Comédie très légère, attachante et bon enfant, Bal Poussière traite un sujet aussi sensible que la polygamie sous couvert d’un humour inoffensif, ce qui en réduit malheureusement son impact, reléguant cette aimable potacherie au statut de film mineur. En effet, Demi-Dieu étant lui-même un personnage adorable et inoffensif, croyant dur comme fer que « tout homme qui se respecte se doit d’avoir plusieurs femmes », il est difficile dès lors de provoquer réellement le débat tant la polygamie semble ici vue uniquement sous le prisme de ses aspects les plus cocasses et humoristiques.
Reconnaissons cependant au film d’Henri Duparc un registre humoristique assez large, servi par d’excellents acteurs, abordant dans une série de petites vignettes et dans l’hilarité générale des sujets aussi divers que la préparation du coq au vin (consistant à saouler copieusement le fier animal), les aberrations de la traduction franco-anglaise concernant le « singe en boite » (plus connu chez nous sous le nom de « corned beef ») ou mieux encore, les arnaques de certains restaurateurs de la grande ville (Abidjan) qui tentent de refiler à leurs clients de très vieilles bouteilles de vin (un grand cru 1958 !) sans doute refusées par tant d’autres alors qu’ils en ont de toutes nouvelles dans leurs caves !… Des petites vignettes irrésistibles de drôlerie éparpillées dans un film qui a le mérite de ne jamais devenir moralisateur ni de se prendre au sérieux.
Rappelant dans son style visuel et musical typique des années 80 (les coiffures ! les synthétiseurs !) les comédies françaises à la Black Mic-Mac, Bal Poussière reste une œuvre mineure certes, légèrement obsolète et extrêmement naïve (ce qui fait en grande partie tout son charme), s’égarant un peu dans un final scénaristiquement paresseux mais néanmoins toujours très amusante et pertinente, féministe mais pas trop, simple et joyeuse.
Grand Prix et Prix de la Critique au défunt Festival International du Film d’Humour de Chamrousse en 1989, Bal Poussière est le film qui a assis durablement la réputation internationale du cinéaste Henri Duparc (1941-2006), un métisse franco-guinéen, ivoirien d’adoption et donc les longs métrages Mouna, le Rêve d’un Artiste (1969), Abusuan (1972) et L’Herbe Sauvage (1977) avaient déjà été primés dans divers festivals.
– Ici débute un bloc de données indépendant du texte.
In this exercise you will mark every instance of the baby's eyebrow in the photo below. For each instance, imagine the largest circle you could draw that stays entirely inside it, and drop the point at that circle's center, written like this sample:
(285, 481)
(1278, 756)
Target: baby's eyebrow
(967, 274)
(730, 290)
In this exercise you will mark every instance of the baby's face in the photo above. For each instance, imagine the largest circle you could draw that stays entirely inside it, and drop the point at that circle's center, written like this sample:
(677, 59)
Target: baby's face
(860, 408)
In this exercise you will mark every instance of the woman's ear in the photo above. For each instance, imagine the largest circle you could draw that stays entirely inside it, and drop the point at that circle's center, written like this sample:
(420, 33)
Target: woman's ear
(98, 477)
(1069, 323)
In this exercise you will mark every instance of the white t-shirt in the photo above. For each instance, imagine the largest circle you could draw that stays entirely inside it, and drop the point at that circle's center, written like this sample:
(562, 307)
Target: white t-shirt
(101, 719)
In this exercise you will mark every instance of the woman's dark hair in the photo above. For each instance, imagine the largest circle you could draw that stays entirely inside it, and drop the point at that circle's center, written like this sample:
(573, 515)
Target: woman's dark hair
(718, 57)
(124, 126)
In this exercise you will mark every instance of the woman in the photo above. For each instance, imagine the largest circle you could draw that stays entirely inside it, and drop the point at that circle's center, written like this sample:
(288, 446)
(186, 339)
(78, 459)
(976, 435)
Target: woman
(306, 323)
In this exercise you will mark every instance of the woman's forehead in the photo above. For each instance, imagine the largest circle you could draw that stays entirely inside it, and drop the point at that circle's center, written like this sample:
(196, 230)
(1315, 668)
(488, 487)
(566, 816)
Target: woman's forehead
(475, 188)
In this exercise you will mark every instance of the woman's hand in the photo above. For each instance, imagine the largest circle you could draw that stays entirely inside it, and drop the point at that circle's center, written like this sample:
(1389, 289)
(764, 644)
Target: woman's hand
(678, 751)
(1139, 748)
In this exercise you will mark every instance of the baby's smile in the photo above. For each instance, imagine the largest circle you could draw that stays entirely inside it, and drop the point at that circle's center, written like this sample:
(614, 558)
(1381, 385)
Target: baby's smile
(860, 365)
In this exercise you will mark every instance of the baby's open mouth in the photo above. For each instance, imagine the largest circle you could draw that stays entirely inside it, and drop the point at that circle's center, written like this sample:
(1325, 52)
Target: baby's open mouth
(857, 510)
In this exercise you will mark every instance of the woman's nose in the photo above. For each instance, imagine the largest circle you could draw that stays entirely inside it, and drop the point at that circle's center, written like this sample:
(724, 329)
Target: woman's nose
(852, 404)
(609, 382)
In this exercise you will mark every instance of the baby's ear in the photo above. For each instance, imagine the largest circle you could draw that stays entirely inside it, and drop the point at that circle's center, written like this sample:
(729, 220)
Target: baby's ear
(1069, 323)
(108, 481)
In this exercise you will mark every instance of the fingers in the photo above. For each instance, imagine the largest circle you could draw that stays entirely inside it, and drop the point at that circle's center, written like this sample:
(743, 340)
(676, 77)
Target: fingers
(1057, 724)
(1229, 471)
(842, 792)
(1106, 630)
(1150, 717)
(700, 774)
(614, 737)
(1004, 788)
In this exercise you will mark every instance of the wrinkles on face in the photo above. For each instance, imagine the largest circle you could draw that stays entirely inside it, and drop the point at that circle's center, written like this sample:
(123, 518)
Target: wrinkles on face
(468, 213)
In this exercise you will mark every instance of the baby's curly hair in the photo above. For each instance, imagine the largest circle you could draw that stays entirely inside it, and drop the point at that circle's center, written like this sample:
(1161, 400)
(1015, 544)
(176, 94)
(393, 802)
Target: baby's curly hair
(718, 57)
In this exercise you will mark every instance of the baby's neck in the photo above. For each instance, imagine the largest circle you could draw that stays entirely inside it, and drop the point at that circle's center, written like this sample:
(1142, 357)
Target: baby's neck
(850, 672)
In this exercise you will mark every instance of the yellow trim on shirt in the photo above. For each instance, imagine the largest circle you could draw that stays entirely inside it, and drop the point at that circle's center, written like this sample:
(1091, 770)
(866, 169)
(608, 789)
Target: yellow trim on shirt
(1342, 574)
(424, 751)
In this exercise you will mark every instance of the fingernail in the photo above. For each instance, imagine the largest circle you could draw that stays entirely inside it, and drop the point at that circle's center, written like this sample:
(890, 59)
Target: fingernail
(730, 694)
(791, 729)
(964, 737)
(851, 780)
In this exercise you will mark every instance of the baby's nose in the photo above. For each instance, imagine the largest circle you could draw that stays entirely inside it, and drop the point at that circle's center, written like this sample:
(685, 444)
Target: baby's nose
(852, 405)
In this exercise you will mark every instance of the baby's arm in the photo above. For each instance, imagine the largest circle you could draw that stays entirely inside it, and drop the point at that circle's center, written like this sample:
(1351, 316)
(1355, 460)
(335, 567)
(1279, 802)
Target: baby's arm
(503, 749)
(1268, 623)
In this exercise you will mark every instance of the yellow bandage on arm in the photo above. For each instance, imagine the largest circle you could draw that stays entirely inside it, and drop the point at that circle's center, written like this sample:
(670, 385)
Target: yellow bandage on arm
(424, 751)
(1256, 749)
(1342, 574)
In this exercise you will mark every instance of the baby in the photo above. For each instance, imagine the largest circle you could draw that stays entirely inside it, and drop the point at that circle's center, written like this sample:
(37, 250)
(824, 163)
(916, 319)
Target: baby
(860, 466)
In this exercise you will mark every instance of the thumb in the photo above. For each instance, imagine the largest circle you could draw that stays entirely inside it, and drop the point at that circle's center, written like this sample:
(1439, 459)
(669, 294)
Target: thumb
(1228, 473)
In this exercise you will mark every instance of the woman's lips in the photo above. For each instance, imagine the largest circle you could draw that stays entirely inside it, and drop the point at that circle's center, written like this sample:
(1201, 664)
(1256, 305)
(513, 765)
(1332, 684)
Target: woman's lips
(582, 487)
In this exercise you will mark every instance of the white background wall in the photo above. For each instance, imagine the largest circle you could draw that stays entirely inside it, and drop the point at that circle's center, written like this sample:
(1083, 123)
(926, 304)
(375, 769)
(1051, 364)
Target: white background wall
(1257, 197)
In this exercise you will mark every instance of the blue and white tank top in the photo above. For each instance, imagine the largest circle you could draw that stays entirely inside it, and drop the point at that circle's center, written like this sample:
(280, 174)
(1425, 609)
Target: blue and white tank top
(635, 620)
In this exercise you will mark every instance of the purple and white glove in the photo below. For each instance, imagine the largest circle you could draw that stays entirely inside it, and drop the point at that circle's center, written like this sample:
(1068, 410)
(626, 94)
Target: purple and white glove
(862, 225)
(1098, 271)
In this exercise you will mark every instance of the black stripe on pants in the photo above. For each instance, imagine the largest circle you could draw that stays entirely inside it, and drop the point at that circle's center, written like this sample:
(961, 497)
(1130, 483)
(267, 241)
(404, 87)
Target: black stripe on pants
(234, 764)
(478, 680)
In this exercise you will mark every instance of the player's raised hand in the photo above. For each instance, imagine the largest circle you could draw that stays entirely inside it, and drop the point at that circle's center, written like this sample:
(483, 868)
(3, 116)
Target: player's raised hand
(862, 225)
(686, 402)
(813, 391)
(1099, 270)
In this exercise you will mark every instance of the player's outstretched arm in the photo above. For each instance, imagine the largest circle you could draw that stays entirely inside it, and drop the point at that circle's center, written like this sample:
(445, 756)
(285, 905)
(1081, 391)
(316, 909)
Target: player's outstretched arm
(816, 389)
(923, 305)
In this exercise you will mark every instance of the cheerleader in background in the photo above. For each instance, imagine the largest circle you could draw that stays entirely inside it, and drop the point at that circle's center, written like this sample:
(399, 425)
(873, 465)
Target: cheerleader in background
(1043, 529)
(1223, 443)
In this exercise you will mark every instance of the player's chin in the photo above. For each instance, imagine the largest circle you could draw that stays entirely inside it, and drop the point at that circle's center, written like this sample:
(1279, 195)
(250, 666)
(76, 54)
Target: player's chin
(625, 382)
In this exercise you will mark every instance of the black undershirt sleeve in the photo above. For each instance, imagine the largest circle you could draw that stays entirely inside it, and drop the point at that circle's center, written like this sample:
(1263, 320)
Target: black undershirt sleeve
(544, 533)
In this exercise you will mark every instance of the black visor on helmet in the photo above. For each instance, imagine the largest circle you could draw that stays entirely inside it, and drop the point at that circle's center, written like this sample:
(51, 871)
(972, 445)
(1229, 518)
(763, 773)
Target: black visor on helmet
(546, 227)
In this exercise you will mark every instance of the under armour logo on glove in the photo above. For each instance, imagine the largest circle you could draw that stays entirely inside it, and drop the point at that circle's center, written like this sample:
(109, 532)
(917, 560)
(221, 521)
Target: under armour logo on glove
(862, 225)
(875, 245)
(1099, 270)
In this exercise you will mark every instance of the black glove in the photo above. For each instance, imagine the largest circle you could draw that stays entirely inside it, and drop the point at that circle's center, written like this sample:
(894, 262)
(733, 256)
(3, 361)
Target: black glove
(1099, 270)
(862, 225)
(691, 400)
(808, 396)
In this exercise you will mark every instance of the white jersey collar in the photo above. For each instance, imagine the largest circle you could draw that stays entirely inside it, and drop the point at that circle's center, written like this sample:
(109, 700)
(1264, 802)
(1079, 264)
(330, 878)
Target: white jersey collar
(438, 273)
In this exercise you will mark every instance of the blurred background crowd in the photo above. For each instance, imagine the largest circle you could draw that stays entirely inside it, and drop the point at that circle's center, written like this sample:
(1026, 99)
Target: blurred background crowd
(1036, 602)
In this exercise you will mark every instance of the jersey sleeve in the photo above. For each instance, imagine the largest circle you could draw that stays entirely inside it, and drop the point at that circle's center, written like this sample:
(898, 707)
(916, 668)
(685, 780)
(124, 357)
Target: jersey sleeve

Le succès international de son Bal Poussière lui vaudra de réaliser en 1990 Le Sixième Doigt, autre comédie bon enfant avec un casting prestigieux d’acteurs français chevronnés tels Jean Carmet et Patrick Chesnais.
Si une œuvre un peu plus définitive et moins oubliable reste à faire sur le sujet de la polygamie, le film de Henri Duparc n’en reste pas moins le témoin d’une époque où les mentalités avaient encore bien besoin, tel le cocotier, de se faire secouer.